Update: The Story of the Sequester in GIF form, via AFSCME, and Sequestered Development, a not particularly inspired mash-up of Arrested Development and recent events.

Still Scruffy-Looking.

Latino Review scores big news from the emerging Star Wars empire at Disney (and many Bothans died to bring them this information): Harrison Ford is officially signed to return as everyone’s favorite Corellian smuggler in the next set of Star Wars movies. Presumably he’ll be joining Luke and Leia in the JJ Abrams sequel trilogy, not the rumored Han Solo spin-off movie. Either way, don’t blow this, Han.

FWIW, as a Star Wars kid, I’m mostly OK with this ginormous SW revival over at the Mouse. The prequel trilogy — especially Attack of the Clones — already broke the seal in terms of bringing bad Star Wars into the world. So, even if this all seems extremely commercialized even for a franchise that was always driven by toy sales, I’m still curious to see other diverse and talented filmmakers playing in the great sandbox Lucas made. But JJ Abrams?
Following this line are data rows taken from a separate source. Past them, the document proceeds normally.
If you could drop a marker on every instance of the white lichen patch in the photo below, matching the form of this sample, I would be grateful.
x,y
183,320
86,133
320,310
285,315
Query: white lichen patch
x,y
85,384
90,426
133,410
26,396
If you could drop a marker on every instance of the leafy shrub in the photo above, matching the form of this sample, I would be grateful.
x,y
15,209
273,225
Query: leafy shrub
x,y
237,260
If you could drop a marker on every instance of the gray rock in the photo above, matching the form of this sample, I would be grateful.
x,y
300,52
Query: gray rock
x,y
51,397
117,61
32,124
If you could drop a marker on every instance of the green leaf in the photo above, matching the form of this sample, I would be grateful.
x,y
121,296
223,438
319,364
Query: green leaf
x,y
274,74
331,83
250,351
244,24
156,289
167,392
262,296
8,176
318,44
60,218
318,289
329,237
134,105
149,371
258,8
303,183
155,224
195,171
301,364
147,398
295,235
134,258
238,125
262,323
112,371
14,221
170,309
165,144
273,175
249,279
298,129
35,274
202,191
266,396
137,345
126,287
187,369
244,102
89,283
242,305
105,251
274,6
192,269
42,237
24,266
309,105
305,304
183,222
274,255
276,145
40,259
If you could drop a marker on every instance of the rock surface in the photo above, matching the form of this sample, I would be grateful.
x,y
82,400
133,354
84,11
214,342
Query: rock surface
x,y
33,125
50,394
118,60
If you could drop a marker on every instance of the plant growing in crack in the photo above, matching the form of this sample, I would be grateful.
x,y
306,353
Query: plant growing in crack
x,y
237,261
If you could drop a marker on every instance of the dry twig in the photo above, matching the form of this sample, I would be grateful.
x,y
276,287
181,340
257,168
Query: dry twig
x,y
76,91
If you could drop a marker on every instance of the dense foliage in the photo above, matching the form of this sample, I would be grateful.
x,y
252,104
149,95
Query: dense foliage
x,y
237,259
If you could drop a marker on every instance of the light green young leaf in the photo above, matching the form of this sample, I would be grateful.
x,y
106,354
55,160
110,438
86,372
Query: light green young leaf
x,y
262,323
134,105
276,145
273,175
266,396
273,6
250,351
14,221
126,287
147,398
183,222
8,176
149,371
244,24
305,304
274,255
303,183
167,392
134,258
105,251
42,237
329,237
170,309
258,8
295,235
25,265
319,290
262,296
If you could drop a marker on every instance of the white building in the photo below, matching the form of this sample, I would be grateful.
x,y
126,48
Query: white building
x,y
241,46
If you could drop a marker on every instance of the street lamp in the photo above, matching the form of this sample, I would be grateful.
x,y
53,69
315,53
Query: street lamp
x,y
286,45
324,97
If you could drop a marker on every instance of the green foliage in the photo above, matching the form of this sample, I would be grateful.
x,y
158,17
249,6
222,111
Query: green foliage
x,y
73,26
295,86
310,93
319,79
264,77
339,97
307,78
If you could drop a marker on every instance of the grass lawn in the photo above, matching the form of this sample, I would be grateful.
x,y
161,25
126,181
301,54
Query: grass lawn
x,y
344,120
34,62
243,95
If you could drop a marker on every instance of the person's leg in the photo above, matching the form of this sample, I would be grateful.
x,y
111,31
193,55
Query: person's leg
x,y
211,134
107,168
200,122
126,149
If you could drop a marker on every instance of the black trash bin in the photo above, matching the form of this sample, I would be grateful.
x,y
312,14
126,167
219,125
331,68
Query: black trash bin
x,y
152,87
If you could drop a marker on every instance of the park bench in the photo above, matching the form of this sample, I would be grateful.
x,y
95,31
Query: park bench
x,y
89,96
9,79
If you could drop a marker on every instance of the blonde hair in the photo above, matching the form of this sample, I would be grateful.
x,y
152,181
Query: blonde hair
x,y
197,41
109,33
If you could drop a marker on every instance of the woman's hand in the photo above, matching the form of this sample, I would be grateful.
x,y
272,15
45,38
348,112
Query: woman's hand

Eh. I already saw his Star Wars movie back when it was called Star Trek.

Update: Mark Hamill discusses the current situation.

Without Chemicals, He Shakes.


If you’ve also been wondering how Agent Cooper has been faring in the Black Lodge after two decades — presuming you never got him out — the answer is: NOT WELL. (Also, I thought I was relatively well-versed in bizarre Internet memes, but this Harlem Shake business had to this point totally passed me by.)

Update: Harlem is not amused.

The Lion and the Mutants.

From facing off against the wolves of the north to battling a Canadian wolverine, word breaks that Peter Dinklage is set to play the villain in Bryan Singer’s X-Men: Days of Future Past. (That may mean he’s Sentinel creator Bolivar Trask, although the jury’s still out. Note also the Season 3 scar across Tyrion’s face above.)

I get the feeling X:DFP is either going to be amazing or an overstuffed Last Stand-like disaster. Still, it’s yet another testament to just how decisively fanboys have won the culture war when they’re making a movie of one of the most iconic X-Men tales with both casts from the previous films — the McAvoy/Fassbender/Lawrence team of First Class and the Stewart/McKellen/Jackman team of the first three films. An ensemble movie and no mistake.

Update: Even more X-Men: Now Singer is teasing the return of Cyclops and Jean Grey.

Breaking Very Very Bad.

“In The Sparrow we follow two stories: The global miscommunications that arise when one culture attempts to convert another, and one man’s crippling loss of faith. On February 1st, Russell herself announced that The Sparrow might finally be flying from page to screen.” In intriguing TV news, AMC options Mary Doria Russell’s The Sparrow for a possible television series. (My thoughts on the book are here, and its sequel here.) Now, who to play Father Sandoz…Ciaran Hinds?

Mrs. Peel, We are Needed.

“Granted, The Avengers’ vision of Britishness, while rooted in some truths about the national character, was pure fantasy. But it’s an attractive fantasy: this land where the heroes are tasteful yet fashionable, reserved yet lascivious, demure yet effective.”

Before Mulder and Scully, there was Steed and Peel: In the AV Club, Noel Murray sings the praises of “The Avengers’ stylish, lascivious vision of Britishness. I’ll confess that Mrs. Peel remains one of my earliest and enduring fanboy crushes. “[T]he secret to The Avengers’ ribaldry was that it isn’t just about sex: It’s also about power. Gale and Peel didn’t just flummox men with their beauty; they also had brilliant minds, and they kicked gents’ posteriors, routinely.” (Images via Heather McLendon.)